Max supported resolution is between 768 and 1024px.
Retraining the text encoder and the VAE decoder has reduced the checkpoint size by around 10GB. This set the model's capabilities back by two years.
Inference
from diffusers import AutoencoderKL, FluxPipeline
from safetensors.torch import load_model
from tea_model import TeaDecoder
import torch
from torchvision import transforms
def preview_image(latents, pipe):
latents = FluxPipeline._unpack_latents(latents,
pipe.default_sample_size * pipe.vae_scale_factor,
pipe.default_sample_size * pipe.vae_scale_factor,
pipe.vae_scale_factor)
tea = TeaDecoder(ch_in=16)
load_model(tea, './vae_decoder.safetensors')

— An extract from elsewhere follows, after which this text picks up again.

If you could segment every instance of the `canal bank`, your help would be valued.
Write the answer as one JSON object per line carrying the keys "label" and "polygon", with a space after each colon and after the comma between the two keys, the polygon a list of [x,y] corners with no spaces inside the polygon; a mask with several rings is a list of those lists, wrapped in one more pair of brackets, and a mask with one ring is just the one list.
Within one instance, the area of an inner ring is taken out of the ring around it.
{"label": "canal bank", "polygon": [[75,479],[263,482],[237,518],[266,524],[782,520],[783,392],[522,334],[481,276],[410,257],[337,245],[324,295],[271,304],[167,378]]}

tea = tea.to(device='cuda')
output = tea(latents.to(torch.float32)) / 2.0 + 0.5
preview = transforms.ToPILImage()(output[0].clamp(0, 1))
return preview
def full_size_image(latents, pipe):
latents = FluxPipeline._unpack_latents(latents,
pipe.default_sample_size * pipe.vae_scale_factor,
pipe.default_sample_size * pipe.vae_scale_factor,
pipe.vae_scale_factor)
latents = (latents / pipe.vae.config.scaling_factor) + pipe.vae.config.shift_factor
latents = latents.to(dtype=pipe.vae.dtype)
torch.cuda.empty_cache()
pipe.vae = pipe.vae.to(device='cuda')
pixel_values, = pipe.vae.decode(latents, return_dict=False)
images = pipe.image_processor.postprocess(pixel_values.to('cpu'), output_type='pil')
return images
if __name__ == '__main__':
pipe = FluxPipeline.from_pretrained('black-forest-labs/FLUX.1-dev')

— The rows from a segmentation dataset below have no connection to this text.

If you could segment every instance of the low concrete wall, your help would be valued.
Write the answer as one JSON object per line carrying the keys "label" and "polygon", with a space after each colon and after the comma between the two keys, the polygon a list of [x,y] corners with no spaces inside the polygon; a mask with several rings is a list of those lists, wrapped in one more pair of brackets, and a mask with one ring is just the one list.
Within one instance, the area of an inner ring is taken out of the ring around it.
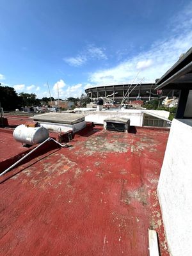
{"label": "low concrete wall", "polygon": [[130,125],[142,126],[143,114],[140,110],[129,111],[126,109],[124,111],[94,111],[89,113],[89,115],[85,116],[84,120],[86,122],[93,122],[95,124],[104,124],[104,120],[109,117],[118,116],[125,117],[130,119]]}
{"label": "low concrete wall", "polygon": [[171,255],[192,255],[192,121],[173,119],[157,193]]}

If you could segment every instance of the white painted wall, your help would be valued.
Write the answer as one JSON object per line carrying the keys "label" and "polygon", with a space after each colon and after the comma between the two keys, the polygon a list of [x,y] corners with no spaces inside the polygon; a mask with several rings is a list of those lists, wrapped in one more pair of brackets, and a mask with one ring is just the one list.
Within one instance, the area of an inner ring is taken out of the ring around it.
{"label": "white painted wall", "polygon": [[191,256],[192,120],[172,122],[157,193],[171,255]]}
{"label": "white painted wall", "polygon": [[184,116],[192,116],[192,90],[189,90]]}
{"label": "white painted wall", "polygon": [[148,113],[152,113],[155,115],[157,115],[159,116],[165,117],[166,118],[168,118],[170,116],[170,112],[166,111],[165,110],[153,110],[153,109],[146,109],[146,111]]}
{"label": "white painted wall", "polygon": [[104,120],[111,116],[125,117],[130,119],[130,125],[142,126],[143,114],[140,110],[129,110],[124,111],[94,111],[88,113],[85,116],[84,120],[86,122],[93,122],[95,124],[104,124]]}
{"label": "white painted wall", "polygon": [[45,122],[39,122],[39,123],[49,131],[54,131],[56,132],[61,131],[63,132],[72,131],[74,133],[82,130],[86,125],[86,122],[85,121],[74,124],[49,123]]}

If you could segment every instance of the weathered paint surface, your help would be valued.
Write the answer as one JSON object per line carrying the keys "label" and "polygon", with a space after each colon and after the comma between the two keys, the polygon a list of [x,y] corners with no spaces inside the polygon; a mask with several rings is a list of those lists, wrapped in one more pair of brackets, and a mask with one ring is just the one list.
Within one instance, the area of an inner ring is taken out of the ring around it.
{"label": "weathered paint surface", "polygon": [[147,256],[150,228],[168,255],[156,194],[168,135],[98,126],[6,173],[0,254]]}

latents = pipe('cat playing piano', num_inference_steps=10, output_type='latent').images
# Return the upscaled and preview image.
upscaled = full_size_image(latents, pipe)
preview = preview_image(latents, pipe)
preview.save('cat.png')
Disclaimer
Use of this code and the copy of documentation requires citation and attribution to the author via a link to their Hugging Face profile in all resulting work.